Uberização
A despeito de eu me considerar um neoliberal no sentido mais estrito da palavra, um filme de Ken Loach sacudiu minhas convicções como nenhum livro ou artigo poderia ter feito ultimamente. Trata-se de "Sorry we missed you" (foto), em cartaz em várias salas de cinema parisienses, nesses dias que antecedem a greve geral convocada pelos sindicatos para o próximo dia 5, que vai paralisar a França.
Do que trata? Pois bem, Ricky e a esposa Abby vivem com um casal de filhos em Newcaste, Inglaterra, e encaram uma vida duríssima. Ela cuida de pessoas idosas em domicílio, muitas delas senis, e ele gravita em torno de um mundo de biscates que não parece acenar com qualquer perspectiva de amanhã. O sonho da casa própria se esfuma a cada dia e, de repente, chega a hora de mudar de rumos.
Mais precisamente quando Ricky vai trabalhar na PDF, uma operadora de logística que está na vanguarda da revolução do numérico. Disposto a enfrentar ao volante 14 horas de trabalho ao dia, seis vezes por semana, Ricky convence a esposa a vender o carro para que ele possa comprar a van de serviço, o que onera ainda mais o duro cotidiano de Abby, agora sujeita a ônibus.

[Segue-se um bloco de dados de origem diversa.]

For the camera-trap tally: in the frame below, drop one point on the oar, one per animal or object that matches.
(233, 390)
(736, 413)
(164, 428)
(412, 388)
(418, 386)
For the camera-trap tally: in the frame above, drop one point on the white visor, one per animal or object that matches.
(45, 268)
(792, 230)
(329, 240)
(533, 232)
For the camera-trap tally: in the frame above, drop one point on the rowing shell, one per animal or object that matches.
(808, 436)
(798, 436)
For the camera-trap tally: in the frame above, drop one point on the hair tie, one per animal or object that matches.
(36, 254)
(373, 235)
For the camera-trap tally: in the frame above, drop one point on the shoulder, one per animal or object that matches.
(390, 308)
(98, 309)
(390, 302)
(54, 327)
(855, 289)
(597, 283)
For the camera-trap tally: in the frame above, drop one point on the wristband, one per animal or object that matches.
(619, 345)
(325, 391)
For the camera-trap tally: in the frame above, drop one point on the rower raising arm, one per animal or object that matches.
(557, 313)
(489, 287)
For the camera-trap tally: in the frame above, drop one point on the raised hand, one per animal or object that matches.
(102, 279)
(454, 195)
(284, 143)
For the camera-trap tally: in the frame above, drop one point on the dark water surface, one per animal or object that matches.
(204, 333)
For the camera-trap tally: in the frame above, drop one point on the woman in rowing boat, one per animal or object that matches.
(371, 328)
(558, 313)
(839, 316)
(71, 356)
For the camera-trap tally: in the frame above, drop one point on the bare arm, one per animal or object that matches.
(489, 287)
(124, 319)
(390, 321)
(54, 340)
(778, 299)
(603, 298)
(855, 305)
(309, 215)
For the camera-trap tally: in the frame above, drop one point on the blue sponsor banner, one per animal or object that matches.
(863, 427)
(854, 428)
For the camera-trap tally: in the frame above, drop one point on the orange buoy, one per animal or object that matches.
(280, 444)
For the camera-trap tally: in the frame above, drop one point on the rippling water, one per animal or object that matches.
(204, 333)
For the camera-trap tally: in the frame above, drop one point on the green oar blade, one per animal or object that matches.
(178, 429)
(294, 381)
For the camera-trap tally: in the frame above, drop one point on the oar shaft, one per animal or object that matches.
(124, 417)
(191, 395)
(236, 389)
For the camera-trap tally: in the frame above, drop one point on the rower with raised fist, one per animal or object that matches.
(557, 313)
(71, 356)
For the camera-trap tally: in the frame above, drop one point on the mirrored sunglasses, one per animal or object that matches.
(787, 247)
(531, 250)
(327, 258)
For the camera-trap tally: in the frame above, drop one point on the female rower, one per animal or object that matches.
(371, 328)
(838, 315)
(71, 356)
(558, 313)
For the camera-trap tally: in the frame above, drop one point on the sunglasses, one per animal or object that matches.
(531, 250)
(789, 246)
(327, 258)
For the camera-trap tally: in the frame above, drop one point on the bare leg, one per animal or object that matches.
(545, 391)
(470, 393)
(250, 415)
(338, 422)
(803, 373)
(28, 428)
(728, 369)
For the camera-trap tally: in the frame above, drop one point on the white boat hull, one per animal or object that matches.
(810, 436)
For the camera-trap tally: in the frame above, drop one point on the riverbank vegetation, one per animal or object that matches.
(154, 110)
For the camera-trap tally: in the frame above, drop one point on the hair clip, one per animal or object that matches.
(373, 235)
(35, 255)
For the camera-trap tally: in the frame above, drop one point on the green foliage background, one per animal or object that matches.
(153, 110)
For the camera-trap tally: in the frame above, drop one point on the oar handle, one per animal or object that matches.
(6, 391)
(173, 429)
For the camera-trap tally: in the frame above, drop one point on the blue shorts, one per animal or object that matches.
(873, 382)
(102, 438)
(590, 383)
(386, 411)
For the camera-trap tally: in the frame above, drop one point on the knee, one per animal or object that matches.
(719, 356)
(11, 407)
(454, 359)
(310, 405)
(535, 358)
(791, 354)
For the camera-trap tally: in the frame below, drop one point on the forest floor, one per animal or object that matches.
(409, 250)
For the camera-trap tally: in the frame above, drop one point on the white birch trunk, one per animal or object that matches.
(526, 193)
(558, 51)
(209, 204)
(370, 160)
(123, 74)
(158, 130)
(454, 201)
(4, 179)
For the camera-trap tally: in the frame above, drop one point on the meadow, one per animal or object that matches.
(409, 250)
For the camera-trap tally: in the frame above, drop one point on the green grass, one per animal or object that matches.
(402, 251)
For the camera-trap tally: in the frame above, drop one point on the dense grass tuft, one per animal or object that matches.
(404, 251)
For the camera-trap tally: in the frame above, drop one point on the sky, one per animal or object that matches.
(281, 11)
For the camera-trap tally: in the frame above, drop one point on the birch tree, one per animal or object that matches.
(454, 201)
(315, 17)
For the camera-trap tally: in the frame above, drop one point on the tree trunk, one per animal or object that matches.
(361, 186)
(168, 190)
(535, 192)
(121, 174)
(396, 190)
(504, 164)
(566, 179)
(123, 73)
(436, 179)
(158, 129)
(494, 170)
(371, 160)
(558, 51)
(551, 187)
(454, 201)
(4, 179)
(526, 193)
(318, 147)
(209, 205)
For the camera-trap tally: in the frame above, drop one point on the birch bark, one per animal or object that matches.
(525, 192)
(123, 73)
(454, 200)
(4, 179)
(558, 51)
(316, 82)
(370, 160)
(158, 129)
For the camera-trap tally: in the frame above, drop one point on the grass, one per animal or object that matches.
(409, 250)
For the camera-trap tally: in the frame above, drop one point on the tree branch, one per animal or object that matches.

Teoricamente sem chefe e, evidentemente, sem quaisquer direitos de ordem trabalhista, tudo parece se encaminhar bem. Só depende dele. Dotado de um navegador que o orienta quanto à logística de entregas, Ricky não tem tempo a perder. E até uma garrafinha leva no porta-mala porque, como logo constata, fazer uma pausa para urinar é um luxo a que não pode se dar com frequência.
Ocorre que as pessoas não são máquinas. Mesmo sabendo que mais tarde ele pode, em tese, alargar sua base de negócios, recrutando outros tantos Rickies periféricos como ele, eis que as intercorrências do dia a dia começam a apresentar uma fatura salgada. Ausentes da vida dos filhos, Ricky e Abby lidam agora com problemas novos. E a exaustão física e mental em nada ajudam a torná-los mais fáceis.
Sem uma rede de proteção que possa ampará-los em momentos de estresse e desespero, cada vez que Ricky tem um problema, o "sistema" prevê sanções monetárias em cascata que, ao fim e ao cabo, corroem seus suados proventos, e alimentam um ciclo vicioso sem fim em que a vida vira um cassino. E, como tal, todas as probabilidades estão de um lado da banca, levando a parte recalcitrante à ruína física, mental e financeira.
Não há dúvida que é um cenário inquietante. Da próxima vez que você ver esses rapazes levando às costas aqueles imensos caixotes de comida ao guidão de uma motocicleta, você vai parar para pensar no filme. Emblemático da desregulação do mercado de trabalho britânico, e agora universal, eis a arte nos ajudando a refletir sobre essa armadilha sinuosa da economia colaborativa. Não percam.